3. The Difficulty of the Righteous being saved. "And if it is with difficulty that the righteous be saved...."
a. This does not mean that the righteous will "Scarcely be saved as the KJV expresses it.
b. The term with "difficulty" as Paul's ship was saved only after passing through great difficulty. Acts 27: 7,8,16.
c. The context is that the righteous can be saved only by passing through much suffering and tribulation as in Acts 14:22.
"Through many tribulations we must enter the kingdom of God." Rom. 8:17says we are heirs of glory only if we suffer with Christ.
d. This is not a reference to Matt. 7:14. "Few are those who find it." In the context the righteous are the few and and many are the wicked.
4. The Greater Difficulty of the End of the Wicked: "and it is with difficulty that the righteous be saved, what will become of the godless man and the sinner?"
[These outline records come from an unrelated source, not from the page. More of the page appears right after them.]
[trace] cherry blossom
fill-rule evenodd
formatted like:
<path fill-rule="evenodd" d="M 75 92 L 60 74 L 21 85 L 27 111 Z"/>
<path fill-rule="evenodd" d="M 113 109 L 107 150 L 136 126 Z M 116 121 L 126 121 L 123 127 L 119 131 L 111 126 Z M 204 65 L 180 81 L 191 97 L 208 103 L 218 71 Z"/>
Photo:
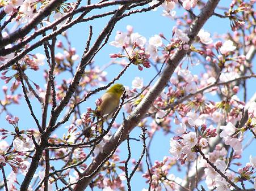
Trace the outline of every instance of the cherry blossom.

a. If God will allow his own people to be judged and to suffer the difficulties of being reviled or slandered, to have their possessions confiscated and beheaded, what will happen to the wicked who perpetuated the crimes against his people?
b. With the same certainty that the righteous be saved, though with much difficulty and suffering (Mk. 10:30), the wicked shall not escape even greater judgment on the final day. (Rom. 2:9-10).
5. Judgment begins with persecution of God's people and ends
with the final punishment of the wicked.
G. Committed Sufferers: "Therefore let those also suffer according to the will of God entrust their souls to a faithful creator in doing what is right."
1. Responsibility and Need of Sufferers: commit your souls to the Creator who can care for you, protect and reward you.
a. The word, commit is defined as "to entrust something to someone to care and protect."
b. When suffering, the Christian must entrust their souls and bodies to God.
2. The means of entrusting our souls and bodies while suffering: "in doing what is right." Do not let up on your service to God while suffering.